Über 300 serbische Teilnehmerinnen und Teilnehmer aus der Region hatte er schon in seinen Kursen, darunter auch Mila Mihajlovic. Die 17-Jährige hat nicht bei Null angefangen mit der Sprache, ihr serbischer Großvater, erinnert sie sich, habe fließend Albanisch gesprochen und viele albanische Freunde gehabt.
"Unser Zusammenleben funktioniert nun mal nicht, wenn wir die Grundlagen hierfür nicht beherrschen. Und das Wichtigste dabei ist doch die Sprache. Ohne Sprache können wir unsere Gefühle und Bedürfnisse eben nicht ausdrücken. Mir wurde irgendwann einfach klar: Du lebst im Kosovo, und wenn du einmal Kinder haben wirst – willst du, dass sie in einem Umfeld leben, das sie nicht verstehen und in dem sie missverstanden werden können? Willst du das deinen Kindern wirklich antun?"
Umgekehrt, erzählt Bojan Stamenkovic, lernen auch Albaner Serbisch in Kamenica.
"Am Anfang, vor ein paar Jahren, war das nicht einfach mit den Sprachkursen. Es gab Vorurteile und Widerstände: Der albanische Bürgermeister Kastrati hat das stark unterstützt, wurde aber von einigen Leuten angefeindet: Warum sollen wir Albaner jetzt Serbisch lernen? Und die Serben fragten mich: Wofür brauchen wir Albanisch? Aber die Sprache bringt uns doch zusammen, die Menschen verstehen ihre Nachbarn, und nur so kann der Frieden hier gefestigt werden."

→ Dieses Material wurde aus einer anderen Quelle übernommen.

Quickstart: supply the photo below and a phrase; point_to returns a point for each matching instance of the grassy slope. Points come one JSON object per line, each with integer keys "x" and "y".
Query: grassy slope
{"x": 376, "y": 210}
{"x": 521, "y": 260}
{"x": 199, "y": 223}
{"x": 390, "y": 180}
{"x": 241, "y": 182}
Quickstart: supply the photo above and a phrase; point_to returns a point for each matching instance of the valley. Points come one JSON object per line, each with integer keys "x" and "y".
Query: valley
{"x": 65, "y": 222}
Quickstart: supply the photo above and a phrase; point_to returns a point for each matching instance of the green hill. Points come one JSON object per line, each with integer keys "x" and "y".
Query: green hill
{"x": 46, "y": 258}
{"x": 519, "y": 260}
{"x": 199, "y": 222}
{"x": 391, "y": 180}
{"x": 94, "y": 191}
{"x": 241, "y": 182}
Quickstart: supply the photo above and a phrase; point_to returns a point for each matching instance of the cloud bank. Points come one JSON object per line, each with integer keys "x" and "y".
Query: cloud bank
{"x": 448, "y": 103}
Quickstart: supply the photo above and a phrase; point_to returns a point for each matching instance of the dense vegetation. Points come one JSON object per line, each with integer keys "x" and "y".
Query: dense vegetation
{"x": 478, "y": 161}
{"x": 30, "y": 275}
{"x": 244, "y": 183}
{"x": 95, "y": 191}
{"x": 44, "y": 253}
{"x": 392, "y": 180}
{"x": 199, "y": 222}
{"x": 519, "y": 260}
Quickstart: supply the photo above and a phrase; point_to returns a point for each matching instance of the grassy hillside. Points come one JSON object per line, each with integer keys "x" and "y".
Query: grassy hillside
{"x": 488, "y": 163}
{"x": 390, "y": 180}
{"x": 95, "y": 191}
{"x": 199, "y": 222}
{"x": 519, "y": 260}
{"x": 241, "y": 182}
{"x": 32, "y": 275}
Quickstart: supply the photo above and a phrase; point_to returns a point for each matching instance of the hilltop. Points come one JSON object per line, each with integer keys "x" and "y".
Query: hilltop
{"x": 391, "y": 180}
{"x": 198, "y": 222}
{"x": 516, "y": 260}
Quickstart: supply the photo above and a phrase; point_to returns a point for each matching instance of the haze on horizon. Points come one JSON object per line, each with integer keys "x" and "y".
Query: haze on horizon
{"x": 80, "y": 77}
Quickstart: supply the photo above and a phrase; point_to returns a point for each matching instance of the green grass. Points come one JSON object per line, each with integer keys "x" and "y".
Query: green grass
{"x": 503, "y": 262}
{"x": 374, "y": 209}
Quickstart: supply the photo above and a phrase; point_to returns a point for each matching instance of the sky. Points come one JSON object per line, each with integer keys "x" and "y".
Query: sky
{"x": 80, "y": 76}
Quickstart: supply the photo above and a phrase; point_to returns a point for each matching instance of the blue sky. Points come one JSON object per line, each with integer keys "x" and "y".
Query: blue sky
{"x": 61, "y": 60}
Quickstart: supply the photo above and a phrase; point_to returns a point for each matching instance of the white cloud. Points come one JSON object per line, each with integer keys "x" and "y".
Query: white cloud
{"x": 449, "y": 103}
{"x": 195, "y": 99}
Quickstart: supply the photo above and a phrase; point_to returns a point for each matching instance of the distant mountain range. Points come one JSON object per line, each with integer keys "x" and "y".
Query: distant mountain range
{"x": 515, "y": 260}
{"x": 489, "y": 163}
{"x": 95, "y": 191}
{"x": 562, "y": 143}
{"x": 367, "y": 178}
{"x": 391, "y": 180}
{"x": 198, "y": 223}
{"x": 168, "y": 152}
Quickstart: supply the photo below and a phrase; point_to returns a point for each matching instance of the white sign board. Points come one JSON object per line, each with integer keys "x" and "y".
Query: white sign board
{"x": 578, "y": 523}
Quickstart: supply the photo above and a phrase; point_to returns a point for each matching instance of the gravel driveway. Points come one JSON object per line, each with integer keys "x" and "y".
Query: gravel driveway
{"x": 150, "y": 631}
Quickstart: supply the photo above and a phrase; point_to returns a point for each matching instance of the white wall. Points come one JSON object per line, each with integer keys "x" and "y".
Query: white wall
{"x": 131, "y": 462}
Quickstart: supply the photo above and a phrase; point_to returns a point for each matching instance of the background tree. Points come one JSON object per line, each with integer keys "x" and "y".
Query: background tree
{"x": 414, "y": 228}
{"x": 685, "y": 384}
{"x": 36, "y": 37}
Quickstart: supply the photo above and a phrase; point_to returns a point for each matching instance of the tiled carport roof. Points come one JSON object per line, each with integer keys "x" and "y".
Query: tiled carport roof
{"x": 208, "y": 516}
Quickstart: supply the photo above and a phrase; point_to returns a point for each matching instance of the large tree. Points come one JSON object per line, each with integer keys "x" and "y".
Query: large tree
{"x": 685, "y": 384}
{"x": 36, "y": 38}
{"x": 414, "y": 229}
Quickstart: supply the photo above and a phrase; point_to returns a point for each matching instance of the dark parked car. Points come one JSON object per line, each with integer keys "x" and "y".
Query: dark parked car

Das Miteinander von Serben und Albanern spielt sich in Kamanica nicht nur im Alltag ab, sondern auch auf politischer Ebene: Der langjährige Erste Bürgermeister, Qëndron Kastrati, ist Albaner – und mit Bojan Stamenkovic befreundet. Außerdem war der Serbe auch schon einige Jahre lang Kastratis Stellvertreter als Zweiter Bürgermeister. Und in diesem Jahr will sich Bojan erneut zur Wahl stellen für das Amt.